En effet, entre 1816 et 1820, les théories d’Owen connaissent une radicalisation progressive. Il s’implique fortement dans les mouvements réformateurs de l’époque, aux côtés notamment de William Wilberforce et de Sir Robert Peel. En 1815, il propose ainsi la création de « villages de la coopération ». Modelés sur New Lanark, ce projet de communautés industrialo-agricoles vise à éradiquer le chômage en jugulant un exode rural grandissant. Au même moment, il propose, avec Peel, un projet de loi sur la régulation du travail des enfants en usine. Les deux projets font l’objet d’une grande hostilité, et dès lors, Owen riposte en ne cessant de radicaliser son propos. En 1817, il critique publiquement la religion comme facteur majeur de division entre les hommes, ce qui le rend populaire auprès des milieux libre-penseurs. En 1820, avec son Report to the County of Lanark, il se déclare désormais en faveur d’une organisation communautaire, non plus comme seul remède aux maux des classes laborieuses, mais comme base d’une réorganisation ultime de l’ensemble de la société. Ce tournant dans la carrière d’Owen s’accompagne enfin d’un rejet progressif des moyens traditionnels de l’action politique, de la propriété privée, ainsi que de la recherche du profit comme fin en soi. Au contraire, il prône désormais une juste rémunération du travail favorisant les producteurs, et non plus les capitalistes et leurs intermédiaires. Cet ensemble de doctrines, qu’Owen nomme « science sociale » ou encore « science de la société » sera, à partir des années 1830, popularisé sous le nom de « socialisme » [7]par ses disciples.
Splendeurs et misères de l’owénisme
De son départ de New Lanark à sa mort en 1858, Owen n’a de cesse de promouvoir sa doctrine, via la publication de nombreux ouvrages [8] et la fondation de diverses communautés aux Etats-Unis et en Grande-Bretagne. En 1828, Owen abandonne le projet de New Harmony, devenu un gouffre financier, et retourne dans son pays natal. Il s’y découvre un noyau de disciples, qui se nomment eux-mêmes « owénistes » ou « socialistes » de façon interchangeable.
Partisans de l’action non-violente et farouchement opposés au principe de révolution (point de désaccord majeur avec les communistes), Owen et ses partisans veulent faire de leurs communautés un exemple à suivre, prélude à une conversion progressive mais volontaire de l’ensemble de l’humanité à leurs théories. Cependant, ces communautés échouent toutes, en proie à de nombreuses difficultés matérielles et à des dissensions internes. Le fossé grandit en effet entre l’attitude paternaliste d’Owen, héritage de New Lanark, et une frange minoritaire de partisans plus radicaux.

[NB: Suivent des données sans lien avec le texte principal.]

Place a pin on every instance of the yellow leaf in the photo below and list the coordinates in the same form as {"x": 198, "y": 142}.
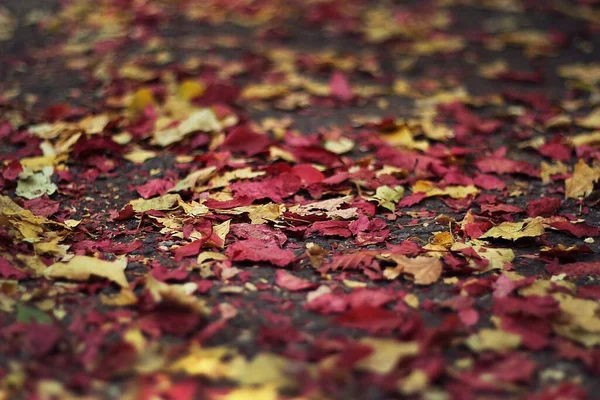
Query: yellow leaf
{"x": 403, "y": 137}
{"x": 254, "y": 393}
{"x": 165, "y": 202}
{"x": 424, "y": 269}
{"x": 82, "y": 268}
{"x": 139, "y": 156}
{"x": 516, "y": 230}
{"x": 28, "y": 227}
{"x": 263, "y": 91}
{"x": 387, "y": 197}
{"x": 202, "y": 120}
{"x": 140, "y": 100}
{"x": 190, "y": 89}
{"x": 125, "y": 297}
{"x": 497, "y": 257}
{"x": 221, "y": 230}
{"x": 494, "y": 340}
{"x": 386, "y": 355}
{"x": 32, "y": 185}
{"x": 552, "y": 169}
{"x": 179, "y": 295}
{"x": 193, "y": 179}
{"x": 339, "y": 146}
{"x": 581, "y": 183}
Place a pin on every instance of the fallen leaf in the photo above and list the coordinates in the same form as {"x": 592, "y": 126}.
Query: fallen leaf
{"x": 528, "y": 228}
{"x": 425, "y": 270}
{"x": 82, "y": 268}
{"x": 493, "y": 340}
{"x": 386, "y": 354}
{"x": 32, "y": 185}
{"x": 581, "y": 183}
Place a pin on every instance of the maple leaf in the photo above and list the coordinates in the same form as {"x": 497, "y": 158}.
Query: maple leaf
{"x": 581, "y": 183}
{"x": 493, "y": 339}
{"x": 256, "y": 250}
{"x": 82, "y": 268}
{"x": 386, "y": 354}
{"x": 32, "y": 185}
{"x": 387, "y": 197}
{"x": 456, "y": 192}
{"x": 179, "y": 295}
{"x": 516, "y": 230}
{"x": 424, "y": 269}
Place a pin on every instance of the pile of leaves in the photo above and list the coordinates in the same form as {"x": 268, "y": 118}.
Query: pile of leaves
{"x": 297, "y": 199}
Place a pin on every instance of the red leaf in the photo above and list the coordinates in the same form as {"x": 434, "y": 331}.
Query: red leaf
{"x": 340, "y": 87}
{"x": 12, "y": 170}
{"x": 544, "y": 207}
{"x": 242, "y": 139}
{"x": 256, "y": 250}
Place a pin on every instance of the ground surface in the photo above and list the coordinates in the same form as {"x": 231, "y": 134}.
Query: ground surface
{"x": 299, "y": 199}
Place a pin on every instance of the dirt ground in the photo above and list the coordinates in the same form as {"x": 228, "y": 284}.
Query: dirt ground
{"x": 299, "y": 199}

Dans les années 1830, au moment du Great Reform Act, qui étend partiellement le droit de suffrage, Owen reste méfiant envers les classes populaires, que les circonstances poussent selon lui trop facilement à la subversion. La démocratie équivaut pour lui à une dictature du prolétariat remplaçant celle des aristocrates et des capitalistes, et il estime en outre que les classes populaires sont, en l’état actuel des choses, encore incapables de se gouverner elles-mêmes. L’exemple du progrès doit donc venir d’en haut, autrement dit de lui-même. Avec la montée du syndicalisme et des mouvements ouvriers, l’owénisme est frappé d’obsolescence, et en 1844, l’échec de la communauté de Queenwood mène Owen et ses partisans à la banqueroute. C’est la fin de l’owénisme en tant que mouvement organisé.
Le Great Reform Act
Votée en 1833, cette loi vise à réformer le système électoral anglais, depuis longtemps en proie à la corruption. La nouvelle carte électorale améliore la représentation des grands centres urbains, tandis que le suffrage s’ouvre aux petits propriétaires, là où les seuls propriétaires terriens possédaient le droit de vote.

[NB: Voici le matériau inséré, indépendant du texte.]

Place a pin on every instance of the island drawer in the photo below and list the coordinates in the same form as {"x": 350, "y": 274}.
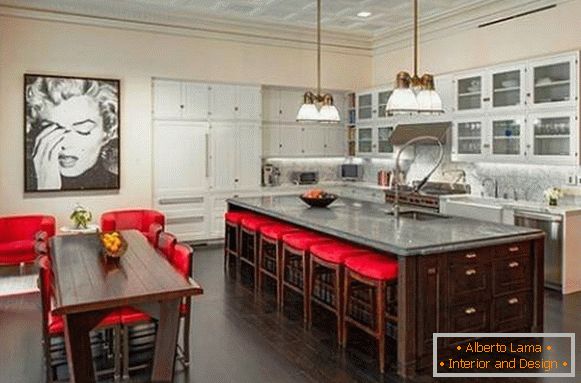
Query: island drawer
{"x": 511, "y": 274}
{"x": 469, "y": 257}
{"x": 470, "y": 317}
{"x": 469, "y": 282}
{"x": 512, "y": 250}
{"x": 512, "y": 311}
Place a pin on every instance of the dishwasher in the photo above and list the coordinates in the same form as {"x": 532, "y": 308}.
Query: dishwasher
{"x": 552, "y": 225}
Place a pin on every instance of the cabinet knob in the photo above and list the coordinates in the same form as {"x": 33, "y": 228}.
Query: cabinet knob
{"x": 470, "y": 311}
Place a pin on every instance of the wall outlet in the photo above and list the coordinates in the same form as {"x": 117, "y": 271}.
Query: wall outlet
{"x": 572, "y": 179}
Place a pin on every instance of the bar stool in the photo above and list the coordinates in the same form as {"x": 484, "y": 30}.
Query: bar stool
{"x": 249, "y": 235}
{"x": 327, "y": 277}
{"x": 269, "y": 253}
{"x": 232, "y": 220}
{"x": 378, "y": 273}
{"x": 294, "y": 266}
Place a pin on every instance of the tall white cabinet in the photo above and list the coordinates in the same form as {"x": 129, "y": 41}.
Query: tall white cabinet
{"x": 207, "y": 144}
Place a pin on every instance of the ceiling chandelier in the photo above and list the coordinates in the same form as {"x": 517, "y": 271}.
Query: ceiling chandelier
{"x": 413, "y": 94}
{"x": 318, "y": 107}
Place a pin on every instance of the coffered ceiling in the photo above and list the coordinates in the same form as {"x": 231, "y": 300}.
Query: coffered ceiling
{"x": 388, "y": 17}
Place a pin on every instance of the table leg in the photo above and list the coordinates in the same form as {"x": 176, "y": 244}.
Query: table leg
{"x": 78, "y": 345}
{"x": 165, "y": 341}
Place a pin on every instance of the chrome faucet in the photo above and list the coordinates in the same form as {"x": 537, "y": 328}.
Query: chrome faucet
{"x": 397, "y": 171}
{"x": 494, "y": 183}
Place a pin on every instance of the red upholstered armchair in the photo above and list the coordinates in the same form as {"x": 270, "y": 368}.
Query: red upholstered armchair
{"x": 18, "y": 235}
{"x": 138, "y": 219}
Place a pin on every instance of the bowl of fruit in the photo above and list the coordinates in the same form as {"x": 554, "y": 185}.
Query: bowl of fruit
{"x": 318, "y": 198}
{"x": 114, "y": 246}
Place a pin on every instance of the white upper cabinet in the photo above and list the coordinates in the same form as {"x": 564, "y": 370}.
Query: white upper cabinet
{"x": 553, "y": 81}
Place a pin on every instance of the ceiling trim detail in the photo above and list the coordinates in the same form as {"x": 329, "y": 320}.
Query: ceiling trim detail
{"x": 259, "y": 33}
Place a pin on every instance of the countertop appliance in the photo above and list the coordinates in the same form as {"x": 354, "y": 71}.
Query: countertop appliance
{"x": 351, "y": 172}
{"x": 270, "y": 175}
{"x": 429, "y": 196}
{"x": 552, "y": 225}
{"x": 305, "y": 178}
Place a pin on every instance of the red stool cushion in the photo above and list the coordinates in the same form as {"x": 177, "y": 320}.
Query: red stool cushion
{"x": 373, "y": 265}
{"x": 236, "y": 217}
{"x": 277, "y": 231}
{"x": 255, "y": 223}
{"x": 335, "y": 251}
{"x": 303, "y": 240}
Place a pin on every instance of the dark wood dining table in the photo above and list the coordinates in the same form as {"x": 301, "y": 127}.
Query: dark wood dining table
{"x": 87, "y": 289}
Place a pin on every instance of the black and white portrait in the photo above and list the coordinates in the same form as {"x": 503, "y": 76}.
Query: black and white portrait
{"x": 71, "y": 133}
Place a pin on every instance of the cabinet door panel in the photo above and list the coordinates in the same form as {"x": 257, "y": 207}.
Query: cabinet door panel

La réforme laisse cependant de côté les classes populaires, et le fossé se creuse avec les milieux progressistes whig, conduisant à une radicalisation du mouvement ouvrier britannique.
Un héritage ambigu
Pour autant, la postérité d’Owen ne s’est jamais démentie en Grande-Bretagne. Les membres dissidents de son mouvement, venus grossir les rangs du communisme et du chartisme, ont joué un rôle de passeurs d’idées, et les théories d’Owen ont trouvé une place dans le canon de la gauche britannique.
Le chartisme
Le mouvement chartiste naît en Grande-Bretagne à la fin des années 1830 d’une réaction des milieux artisanaux et ouvriers face aux limites du Great Reform Act. Première organisation populaire d’envergure nationale dans le pays, le courant tire son nom de son manifeste, la Charte du Peuple (People’s Charter), rédigée en 1838 par le radical londonien et ancien owéniste William Lovett. Les chartistes font campagne en faveur du suffrage universel masculin et du vote à bulletin secret. Ils souhaitent également abolir l’exigence pour les candidats à l’élection parlementaire d’être propriétaires, afin d’ouvrir la représentation aux classes populaires. Le groupe, mené par des hommes tels que Lovett, Bronterre O’Brien et Fergus O’Connor, s’essouffle en 1848, miné par des querelles de factions. Il joue cependant un rôle précurseur dans la genèse du mouvement ouvrier britannique.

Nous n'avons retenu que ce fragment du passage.